Atlanta Falcons to win Super Bowl: Pitt professor used in-game data from the past seven NFL seasons
The Atlanta Falcons will defeat the New England Patriots in Super Bowl 51. This prediction comes from a University of Pittsburgh researcher who backs his claim with seven years of National Football League (NFL) data and statistics.
"Increasingly, we are seeing NFL coaches and executives embracing analytics to improve their overall knowledge of the game and give them data-driven competitive advantages over their opponents. I believe this study is yet another step in that direction," said Konstantinos Pelechrinis, an associate professor in Pitt's School of Information Sciences.

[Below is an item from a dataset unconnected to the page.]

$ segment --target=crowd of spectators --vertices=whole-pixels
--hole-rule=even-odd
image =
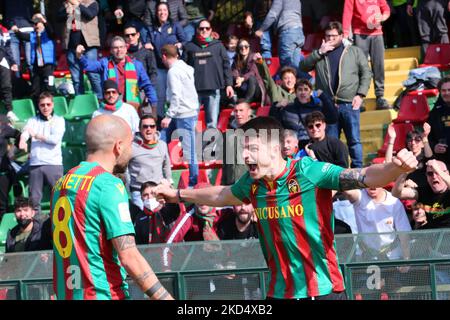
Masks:
[[[174,134],[181,140],[188,162],[187,187],[205,186],[199,179],[197,159],[203,151],[198,147],[204,145],[196,143],[201,112],[206,128],[218,131],[224,109],[232,108],[225,129],[239,129],[255,116],[255,105],[267,107],[286,129],[286,157],[309,156],[348,167],[350,155],[351,167],[362,167],[360,113],[372,80],[377,109],[390,108],[384,99],[383,23],[388,23],[394,12],[399,25],[411,31],[404,43],[414,44],[415,28],[407,26],[409,17],[416,15],[417,34],[426,50],[429,43],[448,43],[445,14],[450,3],[419,0],[413,9],[411,1],[341,2],[342,17],[332,10],[334,1],[246,1],[248,11],[242,21],[219,28],[214,24],[216,1],[55,1],[52,6],[59,7],[51,19],[37,13],[31,0],[3,1],[0,97],[6,116],[0,118],[0,217],[8,210],[8,193],[17,171],[10,160],[13,147],[8,149],[8,144],[15,140],[18,148],[30,151],[25,169],[30,199],[16,199],[19,225],[9,234],[8,251],[48,248],[44,239],[47,229],[34,215],[41,213],[44,184],[51,187],[63,175],[65,121],[53,111],[53,97],[59,94],[53,74],[61,58],[56,55],[57,43],[62,44],[63,51],[58,54],[67,60],[75,95],[86,92],[84,73],[90,81],[100,106],[92,116],[115,114],[135,133],[127,185],[139,244],[257,237],[256,217],[248,206],[160,205],[151,197],[151,188],[173,184],[168,145]],[[369,3],[375,12],[370,17]],[[302,51],[303,8],[312,13],[309,18],[317,20],[314,31],[324,34],[322,43],[308,54]],[[325,15],[318,14],[319,9]],[[100,57],[105,48],[109,55]],[[265,59],[274,57],[275,52],[280,68],[273,73],[267,63],[270,60]],[[12,110],[13,87],[15,79],[26,73],[31,76],[29,96],[37,116],[19,131],[12,127],[18,120]],[[396,181],[392,194],[368,189],[341,195],[354,208],[359,232],[450,225],[450,78],[443,78],[438,89],[440,96],[428,122],[406,137],[407,148],[420,160],[417,171]],[[341,130],[347,146],[340,141]],[[218,140],[223,141],[218,144],[223,151],[219,182],[230,185],[247,166],[231,141],[235,137],[219,135]],[[392,126],[388,135],[387,162],[398,138]],[[395,197],[414,201],[408,215]],[[372,214],[377,216],[375,220],[365,218]],[[355,231],[354,221],[345,222]],[[40,242],[35,239],[40,237]],[[369,247],[379,250],[386,243]],[[408,254],[403,246],[400,249]]]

Pelechrinis's study, published in PLOS ONE, analyzed 1,869 regular and postseason games from 2009 to 2015. Through in-depth analysis, he identified key in-game factors—turnover differential and penalty yardage, among others—that directly correlate with winning probability. The analysis found that committing one fewer turnover than the opposition presented a 20 percent gain in winning probability. A 10-yard advantage in penalty yardage correlated to a 5 percent difference.
He then used a probability model to create a Football Prediction Matchup (FPM) engine to compare teams. Pelechrinis compared the Patriots' and the Falcons' performances in those key in-game factors during the 2016 regular season. Finally, Pelechrinis ran 10,000 simulations of the game in order to draw his conclusion: The Atlanta Falcons have a 54 percent probability of prevailing in Super Bowl 51.
"I believe both die-hard football fans and casual viewers will be in for an exciting game this Sunday. The Patriots and the Falcons are two dynamic, high-scoring football teams that perform extraordinarily well in the key areas of the game that most impact winning," said Pelechrinis. "However, we are confident that it will be the Atlanta Falcons walking away with that franchise's first Vince Lombardi Trophy."
When Pelechrinis ran his model on the 2017 NFL Playoffs, the FPM had an accuracy rate of 90 percent. Pelechrinis said the system can reliably foretell the outcomes of all NFL games with an accuracy of 63 percent. This rate is comparable to existing state-of-the-art prediction systems and outperforms expert NFL analysts more than 60 percent of the time.
In addition to predicting upcoming game matchups, an expanded version of the study explored strategic on-field decision-making. Most notably, it found that coaches are overly conservative in key situations such as fourth-down conversions and point-after-touchdown options, which reduces the team's winning probability percentage. Pelechrinis points to fourth-down conversion attempts when deep within an opponent's territory as a prime example of coaches being too cautious with their in-game decisions.
"When faced with, let's say, a fourth-and-1 from an opponent's 25-yard line, conventional football wisdom says a field-goal attempt—potentially resulting in three points—would be a coach's best option. The research shows that continuing to pursue a touchdown—eventually resulting in six to eight points—would be best for maximizing this scoring opportunity as well as the overall goal of winning the game," Pelechrinis said.
Pelechrinis, who leads Pitt's School of Information Sciences' Network Data Science Lab, adds: "I should make it clear here that I'm not advocating for always going for the touchdown in this situation. You always have to consider the in-game circumstances. Obviously, if you're down by one point with less than two minutes in the game, just kick the field goal."
Pelechrinis partnered in this study with Evangelos Papalexakis, a professor of computer science at the University of California, Riverside.